ANKARA (Reuters) - Turkey will continue to buy natural gas from Iran in line with its long-term supply contract, Turkey’s energy minister said on Wednesday, a day after U.S. President Donald Trump threatened that anyone trading with Iran will not do business with America.
NATO member Turkey is dependent on imports for almost all of its energy needs and Iran is a key supplier of Ankara’s natural gas and oil purchases. While the Turkish refiner Tupras has already cut back on oil shipments from Tehran, a complete halt of energy imports would be near impossible.
Energy Minister Fatih Donmez told A Haber broadcaster that he expected Ankara’s talks with Washington on the issue to yield a positive outcome.
“A delegation of ours is in the United States right now and negotiations are being held on a series of matters including the sanctions issue,” Donmez told broadcaster A Haber. “I think a good outcome will emerge from this dialogue.”
A Turkish delegation is visiting Washington this week to discuss growing friction between the NATO allies, according to reports on Tuesday, while Washington said the two countries remained at odds on its core demand that Ankara free American evangelical pastor Andrew Brunson.

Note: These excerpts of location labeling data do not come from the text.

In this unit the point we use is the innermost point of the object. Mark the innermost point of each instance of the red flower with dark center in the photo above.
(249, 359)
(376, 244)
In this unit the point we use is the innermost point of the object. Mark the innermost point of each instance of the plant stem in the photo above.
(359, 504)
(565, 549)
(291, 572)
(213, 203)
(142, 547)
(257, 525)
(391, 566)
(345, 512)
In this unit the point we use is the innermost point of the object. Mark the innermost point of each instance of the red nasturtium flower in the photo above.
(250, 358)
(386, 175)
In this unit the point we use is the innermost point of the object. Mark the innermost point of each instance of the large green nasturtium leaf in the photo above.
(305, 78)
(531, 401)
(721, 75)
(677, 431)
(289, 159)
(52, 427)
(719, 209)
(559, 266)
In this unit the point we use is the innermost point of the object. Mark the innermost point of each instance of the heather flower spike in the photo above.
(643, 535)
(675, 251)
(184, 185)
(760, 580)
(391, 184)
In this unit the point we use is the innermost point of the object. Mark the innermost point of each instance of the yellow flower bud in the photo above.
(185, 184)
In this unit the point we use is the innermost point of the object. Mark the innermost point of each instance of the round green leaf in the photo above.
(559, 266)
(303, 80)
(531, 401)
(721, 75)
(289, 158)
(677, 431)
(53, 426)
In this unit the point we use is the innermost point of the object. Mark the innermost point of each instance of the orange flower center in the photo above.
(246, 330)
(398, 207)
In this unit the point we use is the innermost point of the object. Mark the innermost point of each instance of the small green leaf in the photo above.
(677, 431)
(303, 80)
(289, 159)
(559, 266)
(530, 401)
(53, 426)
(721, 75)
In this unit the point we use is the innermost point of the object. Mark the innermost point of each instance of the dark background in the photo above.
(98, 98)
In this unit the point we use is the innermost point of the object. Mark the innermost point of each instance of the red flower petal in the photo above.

Donmez said Turkey’s long-term supply contract with the Islamic Republic was valid until 2026 and Ankara was set to buy the 9.5 billion cubic meter of the contract amount. “We will be continuing this trade as we can’t possibly leave our citizens in dark,” he said.
Nearly 40 percent of Turkey’s electricity production is sourced with natural gas.
U.S. President Donald Trump pulled out of a 2015 deal to curb Iran’s nuclear program and said firms doing business with Tehran would be barred from the United States, as new U.S. sanctions against Iran took effect on Tuesday.
The sanctions target Iran’s purchases of U.S. dollars, metals trading, coal, industrial software and the auto sector and did not include Iran’s oil exports, but global oil prices rose on Tuesday in anticipation.
U.S. sanctions on Iran’s energy sector are set to be re-imposed after a 180-day “wind-down period” ending on Nov. 4.
“Anyone doing business with Iran will NOT be doing business with the United States,” Trump tweeted on Tuesday.
Turkey’s biggest oil importer Tupras has cut back purchases of Iranian crude since May, and analysts say Tupras is likely to stick to lower volumes in coming months.
Donmez described the sanctions as “unilateral”.
“Even European Union (EU) is extremely annoyed by this. We are conducting legitimate trade here,” he said. “And this is important for us in terms of supply security as well.”
Pulling out of the 2015 Iran agreement, Trump has ignored pleas from the other world powers that had co-sponsored the deal, including Washington’s main European allies Britain, France and Germany, as well as Russia and China.
European countries, hoping to persuade Tehran to continue to respect the deal, have promised to try to lessen the blow of sanctions and to urge their firms not to pull out. But that has proven difficult: European companies have quit Iran, arguing that they cannot risk their U.S. business.